Será que um poema pode mudar o mundo? - Provavelmente, mas tenho a certeza que transforma sempre algo se o publicarmos, é por isso que a 2ª Colectânea Poética Terras da Gândara existe. Neste livro recolhemos poemas de 22 participantes, todos eles com um apego às terras Gândarezas.
Esta coletânea vai caminhando, pouco a pouco, firmando letras, palavras, rimas, que nos servem para recordar um dia, o que a mente do poeta escreveu.
A poesia traça a cultura de um povo, poesia solta, embalada pelas aragens do mar, das dunas da praia, passeando de folha em folha onde navega nos mares de cada leitor, nos mares sem ondas com escreveu, Miguel Torga.
Agora que o silêncio é um mar sem ondas,
E que nele posso navegar sem rumo,
Não respondas
Às urgentes perguntas
Que te fiz.
Deixa-me ser feliz
Assim,
Já tão longe de ti como de mim.
São muitos homens e mulheres que tem dado e deram letras à região da Gândara, região esta que engloba cinco concelhos, Figueira da Foz, Cantanhede, Montemor-o-Velho, Mira e Vagos, todos ligados pela mesma terra e cultura. A influência do mar faz deste povo uma riqueza cultural para Portugal.
A região da Gândara é muito mais de que um território físico, é cultura, costumes, tradições, que se mantêm através da escrita, valorizando a rota de um povo, de uma comunidade, do mar e da terra.

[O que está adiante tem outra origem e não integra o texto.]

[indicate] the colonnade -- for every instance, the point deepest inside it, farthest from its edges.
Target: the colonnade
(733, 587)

O território da Gândara tem uma identidade própria, ditada pelas letras do escritor António Canteiro.
A terra freme
farta de chuva
Uivam douradas dunas
na orgia do vento
ao sul
Imaculados corpos
dormem
sobre descampados
Arde ainda
o dia
Casa de adobo
na cinza
das palavras
Além da divulgação das Terras da Gândara através da poesia, o objetivo desta Colectânea é dar atenção, a todos aqueles que escrevem. Este livro é um encontro sem barreiras de religião, politica, social, cultura, ideologia, mas todos com um objetivo de dar vida a cada letra e sobretudo preencherem este livro sem limites na imaginação. Construir as imagens de um passado como a matança do porco, as idas à praia, a cozedura da broa no forno a lenha, a arte xávega, a casa gandaresa.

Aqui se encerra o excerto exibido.